City Residents Rally Against Senate Bill 79 — A Bill That Is Worse than SB 9 or SB 10

Photo by Karen Ventimiglia

Over 100 San Diego residents from all over the city rallied in Clairemont on Saturday, August 23, against Senate Bill 79 – a bill sponsored by State Senator Scott Wiener that targets the state’s neighborhoods. Opponents claim that the bill is worse than SB 9 and SB 10.

Its sponsors claim the bill is aimed at increasing housing density near train and rapid bus lines across California by mandating up-zoning within a quarter to half-mile of transit hubs, and allow developers to build large-scale apartment complexes near these transit stops.

Yet opponents like Neighbors for a Better California, the prime sponsor of Saturday’s protest, argue that SB 79’s language is vague around bus stops, and that the lack of precision could allow developers to exploit ambiguities, undermining the bill’s intent.

Marcella Bothwell, the chair of the sponsoring group, clarified to the demonstrators, many of whom lined Genessee Boulevard with signs for passing motorists:

“And that bus stop can be anything from just 15-minute frequency in the height of morning and evening. That will qualify as a bus stop. That 500 homes or a half a mile around that area, the height now can go up to six, to eight, even nine stories. These homes, there’s no affordability requirement. They’re not concerned about fire safety.”

There were also other anti-SB79 rallies up and down the state.

Photo from Protect Point Loma

Another speaker Charlie Nieto, part of the leadership of the PB Town Council stated:

“All of it is basically catered to luxury housing, luxury apartments, specifically rental apartments. I understand there’s an argument that you gotta create more supply to lower prices, except you’re just not really seeing that housing trickle down.”

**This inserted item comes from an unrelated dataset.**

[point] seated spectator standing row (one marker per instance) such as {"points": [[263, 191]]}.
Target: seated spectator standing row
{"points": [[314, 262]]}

Other groups had their members at the protest, including the San Diego Community Coalition, Neighbors for a Better San Diego, and UC Peeps (University City). There were residents from Encanto, Point Loma, University City, Linda Vista – and many from Clairemont. Most of these residents have organized their own groups and most of them are part of the Community Coalition.

These opponents are adverse to SB 79 as it would give developers more access to single-family neighborhoods while doing little to address affordability. The measure, which narrowly passed the Senate earlier this year, is scheduled for a vote in the Assembly next month.

Nieto also stated:

“No longer should we just ‘build, baby, build’ exclusively in the form of luxury skyscrapers that drive prices even higher. That creates plenty of units, to be sure, but not the kind that San Diegans like myself can actually ever call home.”

Geoff Heuter, chair of Neighbors for a Better San Diego, also spoke about the bill’s flawed approach.

“Transit-oriented is you put something 500 feet away, 800 feet away. You don’t put it a half-mile as the crow flies over a canyon or a freeway and say that’s transit-oriented development.”

Fox5 interviewed Linda Vista neighborhood, homeowner Lorri Freitas, who is a member of her neighborhood group and also of the SD Community Coalition. She fears the bill will change the character of her community.

“It’s a really lovely single-family neighborhood, very walkable, everybody walks their dogs. People know each other. But there are more and more of these [units] popping up and there is no parking. These are congested streets.”

Freitas said new housing projects are being built right above her home, which she believes will take away privacy while offering little benefit to longtime residents.

“People are outraged. They are very upset about this. They get no say — it’s like density bombs are being dropped in their backyard.”

Freitas remains skeptical.

“I think it’s all about greed. They are in it to make a profit. They say they’re making housing more affordable, but it’s not really affordable,” she said.

Meanwhile, after SB 79 passed the Senate floor, it then passed out of the Assembly Housing and Local Government committees. The bill now awaits further action in the Assembly.

News sources:

CBS8

Fox5

A former lawyer and current grassroots activist, I have been editing the Rag since Patty Jones and I launched it in Oct 2007. Way back during the Dinosaurs in 1970, I founded the original Ocean Beach People’s Rag - OB’s famous underground newspaper -, and then later during the early Eighties, published The Whole Damn Pie Shop, a progressive alternative to the Reader.

1 thought on “City Residents Rally Against Senate Bill 79 — A Bill That Is Worse than SB 9 or SB 10

  1. So, the good lady says SB 79 is a crime against citizens. Well, how now brown cow? Citizens elected citizens to create this mess. Now the citizens cry foul. I will bet my last dime that the citizens will again elect the same citizens to impose the very laws that these citizens abhor. The idiocy is mind boggling.